Haoran Xie


2021

pdf
Tree-Structured Topic Modeling with Nonparametric Neural Variational Inference
Ziye Chen | Cheng Ding | Zusheng Zhang | Yanghui Rao | Haoran Xie
Proceedings of the 59th Annual Meeting of the Association for Computational Linguistics and the 11th International Joint Conference on Natural Language Processing (Volume 1: Long Papers)

Topic modeling has been widely used for discovering the latent semantic structure of documents, but most existing methods learn topics with a flat structure. Although probabilistic models can generate topic hierarchies by introducing nonparametric priors like Chinese restaurant process, such methods have data scalability issues. In this study, we develop a tree-structured topic model by leveraging nonparametric neural variational inference. Particularly, the latent components of the stick-breaking process are first learned for each document, then the affiliations of latent components are modeled by the dependency matrices between network layers. Utilizing this network structure, we can efficiently extract a tree-structured topic hierarchy with reasonable structure, low redundancy, and adaptable widths. Experiments on real-world datasets validate the effectiveness of our method.

2020

pdf
Neural Mixed Counting Models for Dispersed Topic Discovery
Jiemin Wu | Yanghui Rao | Zusheng Zhang | Haoran Xie | Qing Li | Fu Lee Wang | Ziye Chen
Proceedings of the 58th Annual Meeting of the Association for Computational Linguistics

Mixed counting models that use the negative binomial distribution as the prior can well model over-dispersed and hierarchically dependent random variables; thus they have attracted much attention in mining dispersed document topics.

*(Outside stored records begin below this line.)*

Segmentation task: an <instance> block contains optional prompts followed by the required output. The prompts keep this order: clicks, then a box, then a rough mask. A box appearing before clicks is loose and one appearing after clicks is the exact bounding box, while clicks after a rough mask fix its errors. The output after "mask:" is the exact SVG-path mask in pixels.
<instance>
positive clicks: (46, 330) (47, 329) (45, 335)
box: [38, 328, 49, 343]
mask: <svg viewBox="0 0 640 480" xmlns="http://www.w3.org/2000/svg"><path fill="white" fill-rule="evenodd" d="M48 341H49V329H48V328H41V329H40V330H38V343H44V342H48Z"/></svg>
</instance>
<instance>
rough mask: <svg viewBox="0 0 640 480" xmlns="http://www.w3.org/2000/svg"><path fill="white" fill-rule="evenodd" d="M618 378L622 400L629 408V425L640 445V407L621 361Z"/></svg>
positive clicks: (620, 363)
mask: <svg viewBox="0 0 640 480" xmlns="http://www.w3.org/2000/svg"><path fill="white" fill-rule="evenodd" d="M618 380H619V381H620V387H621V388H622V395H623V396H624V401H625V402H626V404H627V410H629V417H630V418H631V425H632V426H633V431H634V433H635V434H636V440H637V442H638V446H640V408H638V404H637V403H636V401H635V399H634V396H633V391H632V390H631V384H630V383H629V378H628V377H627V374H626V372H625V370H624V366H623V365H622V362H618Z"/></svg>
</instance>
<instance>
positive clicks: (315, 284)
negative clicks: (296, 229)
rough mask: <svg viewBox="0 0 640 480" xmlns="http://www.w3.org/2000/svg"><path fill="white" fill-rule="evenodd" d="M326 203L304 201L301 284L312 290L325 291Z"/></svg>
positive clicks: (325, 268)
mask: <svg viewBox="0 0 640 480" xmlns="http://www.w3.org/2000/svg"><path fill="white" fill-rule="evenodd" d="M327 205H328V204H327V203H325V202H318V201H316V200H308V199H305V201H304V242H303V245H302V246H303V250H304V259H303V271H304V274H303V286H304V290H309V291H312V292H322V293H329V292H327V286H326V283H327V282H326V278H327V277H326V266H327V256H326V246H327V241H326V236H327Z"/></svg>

However, the existing parameter inference method like Monte Carlo sampling is quite time-consuming. In this paper, we propose two efficient neural mixed counting models, i.e., the Negative Binomial-Neural Topic Model (NB-NTM) and the Gamma Negative Binomial-Neural Topic Model (GNB-NTM) for dispersed topic discovery. Neural variational inference algorithms are developed to infer model parameters by using the reparameterization of Gamma distribution and the Gaussian approximation of Poisson distribution. Experiments on real-world datasets indicate that our models outperform state-of-the-art baseline models in terms of perplexity and topic coherence. The results also validate that both NB-NTM and GNB-NTM can produce explainable intermediate variables by generating dispersed proportions of document topics.

2018

pdf
Siamese Network-Based Supervised Topic Modeling
Minghui Huang | Yanghui Rao | Yuwei Liu | Haoran Xie | Fu Lee Wang
Proceedings of the 2018 Conference on Empirical Methods in Natural Language Processing

Label-specific topics can be widely used for supporting personality psychology, aspect-level sentiment analysis, and cross-domain sentiment classification. To generate label-specific topics, several supervised topic models which adopt likelihood-driven objective functions have been proposed. However, it is hard for them to get a precise estimation on both topic discovery and supervised learning. In this study, we propose a supervised topic model based on the Siamese network, which can trade off label-specific word distributions with document-specific label distributions in a uniform framework. Experiments on real-world datasets validate that our model performs competitive in topic discovery quantitatively and qualitatively. Furthermore, the proposed model can effectively predict categorical or real-valued labels for new documents by generating word embeddings from a label-specific topical space.

2017

pdf
A Network Framework for Noisy Label Aggregation in Social Media
Xueying Zhan | Yaowei Wang | Yanghui Rao | Haoran Xie | Qing Li | Fu Lee Wang | Tak-Lam Wong
Proceedings of the 55th Annual Meeting of the Association for Computational Linguistics (Volume 2: Short Papers)

This paper focuses on the task of noisy label aggregation in social media, where users with different social or culture backgrounds may annotate invalid or malicious tags for documents. To aggregate noisy labels at a small cost, a network framework is proposed by calculating the matching degree of a document’s topics and the annotators’ meta-data. Unlike using the back-propagation algorithm, a probabilistic inference approach is adopted to estimate network parameters. Finally, a new simulation method is designed for validating the effectiveness of the proposed framework in aggregating noisy labels.